The Fundamental Theorem of Alegebra says that there's one and only one way to write out an integer as a product of prime numbers. For example, (3, 3, 11) is the only set of prime numbers which when all multiplied together will give you 99. We're told to use this for the proof, not something else like "the irrationality of the square root of 2".

We can do this proof by "Proof of Contradiction". Assume that there ARE two non-zero integers a and b such that a^2 = 2b^2. Let a = (p1)^(m1) * (p2)^(m2) * (p3)^(m3) *...* (pn)^(mn), where p1, p2, ... pn are the unique prime factors of "a", and m1, m2, etc. are the powers each of them are raised to. Also assume they're indexed such that p1 < p2 < p3 etc. So for the "99" example, 99 = (3^2) * (11^1). Similarly, let b = (q1)^(s1) * (q2)^(s2) * ... * (qn)^(sn).

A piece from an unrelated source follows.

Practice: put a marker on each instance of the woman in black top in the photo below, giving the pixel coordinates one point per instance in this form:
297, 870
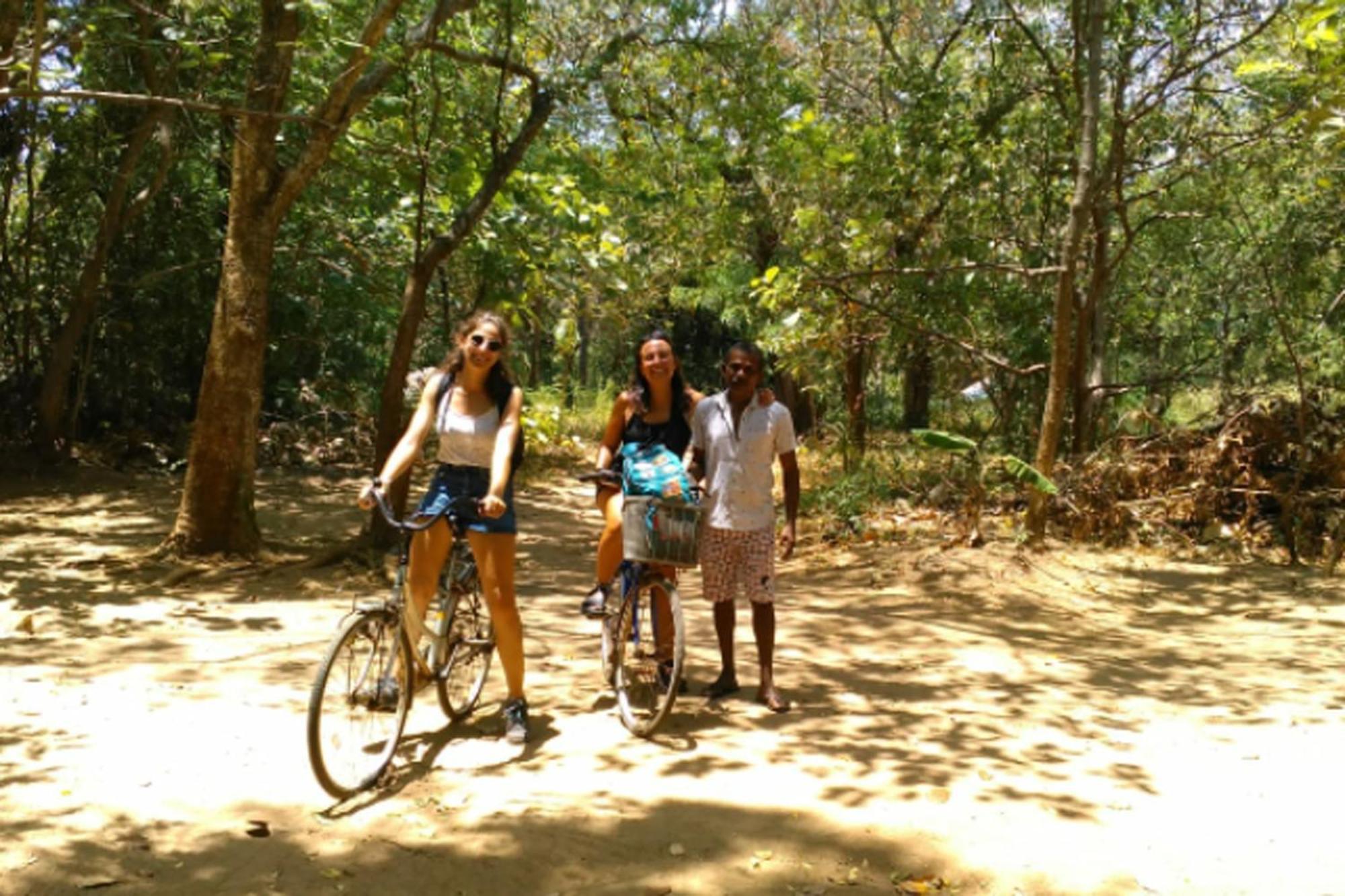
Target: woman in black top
656, 409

Since a^2 is 2 times some number, and since 2 is itself a prime number, then p1 = 2. We know a^2 is just "a" times itself, so a^2 = (p1)^(2m1) * (p2)^(2m2) * (p3)^(2m3) *...* (pn)^(2mn). If p1 =2, then a^2=2b^2 becomes

2 * [(p2)^(2m2) * (p3)^(2m3) *...* (pn)^(2mn)] = b^2

None of the prime factors on the left can equal 2, because we said p1, p2, p3 etc. were unique primes. So on the left side we have "2 times an odd number". If b^2 is "2 times some number", then following the same logic as before, the smallest prime factor of b must be 2. So q1 = 2, and dividing both sides by 2 gives you:

(p2)^(2m2) * (p3)^(2m3) *...* (pn)^(2mn) = 2 * [q2^s2 * q3^s3 ... ]

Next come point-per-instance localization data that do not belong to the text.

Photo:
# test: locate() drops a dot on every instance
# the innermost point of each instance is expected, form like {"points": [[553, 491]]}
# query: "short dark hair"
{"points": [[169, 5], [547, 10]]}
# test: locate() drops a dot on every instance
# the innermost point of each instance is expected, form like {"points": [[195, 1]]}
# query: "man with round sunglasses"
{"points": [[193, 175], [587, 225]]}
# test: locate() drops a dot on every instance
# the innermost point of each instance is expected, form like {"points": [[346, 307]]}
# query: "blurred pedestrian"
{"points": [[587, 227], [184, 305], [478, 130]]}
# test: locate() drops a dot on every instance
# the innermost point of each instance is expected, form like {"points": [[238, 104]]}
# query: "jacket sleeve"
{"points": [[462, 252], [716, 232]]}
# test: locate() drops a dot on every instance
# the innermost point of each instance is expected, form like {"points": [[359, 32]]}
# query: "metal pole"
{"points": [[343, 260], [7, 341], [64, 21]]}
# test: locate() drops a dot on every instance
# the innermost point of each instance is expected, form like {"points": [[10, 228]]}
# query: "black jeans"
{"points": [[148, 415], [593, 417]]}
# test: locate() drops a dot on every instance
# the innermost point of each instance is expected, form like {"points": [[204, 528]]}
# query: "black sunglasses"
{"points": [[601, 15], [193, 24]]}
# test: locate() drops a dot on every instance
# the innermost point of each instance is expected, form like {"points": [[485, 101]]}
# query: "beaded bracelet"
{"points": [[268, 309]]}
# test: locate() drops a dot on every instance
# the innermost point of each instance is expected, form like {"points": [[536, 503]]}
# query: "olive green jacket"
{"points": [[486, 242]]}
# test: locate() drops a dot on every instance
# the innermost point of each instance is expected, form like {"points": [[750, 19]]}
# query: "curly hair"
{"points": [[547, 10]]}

This means "an odd number is 2 times some other number", which can never be true. Therefore, there are no two non-zero integers a and b such that a^2 = 2b^2.

Answer 3

The way I see it, you know that the side with a^2 is a perfect square number. The other side is a perfect square times 2, but it also has to equal a perfect square so that the statement is true. The only way you can get a square number by multiplying times 2 is if it is 2x2 because that is the same as 2^2. Anything else times two doesn't give you a square from a perfect square. So, b^2 would have to equal two. Which means that b would have to be the square root of two to at least get it equal to a square so that it equals to the other side. I hope you understand what I wrote and that it proves it well enough.

Answer 4

The fundamental theorem of arithmetic says that every integer (besides zero, one, and negative one) has a unique factorization into primes.

Let:
a = (p1)^(r1)*(p2)^(r2)*...*(pn)^(rn)
b = (q1)^(s1)*(q2)^(s2)*...*(qm)^(sm)

Where p1,p2,...,pn and q1,q2,...,qm are the prime factors of a and b. When you square a and b, you in effect make all of the powers of these factors double. However, since a^2 = 2b^2, this means if you take the prime factorization of a^2 and multiply it by two, then you get b^2. This is our contradiction. If the prime factors of a^2 are raised to even powers, and we multiply it by 2 (a prime number), the power of 2 in the factorization of the product will be odd. This contradicts that the factorization of b^2 has all even powers.

Answer 5

solve for either a or b
a=(2b^2)^(1/2)

in order for a to be a whole number, 2*b^2 must be a perfect square, but in order for this to happen, b cannot be a whole number.

Answer 6

a^2 = 2b^2
a^2/b^2 = 2
a/b = sqrt(2)
But sqrt(2) is irrational
Therefore a/b cannot be expressed as a rational number.
Hence no values of a and b will satisfy a^2 = 2b^2.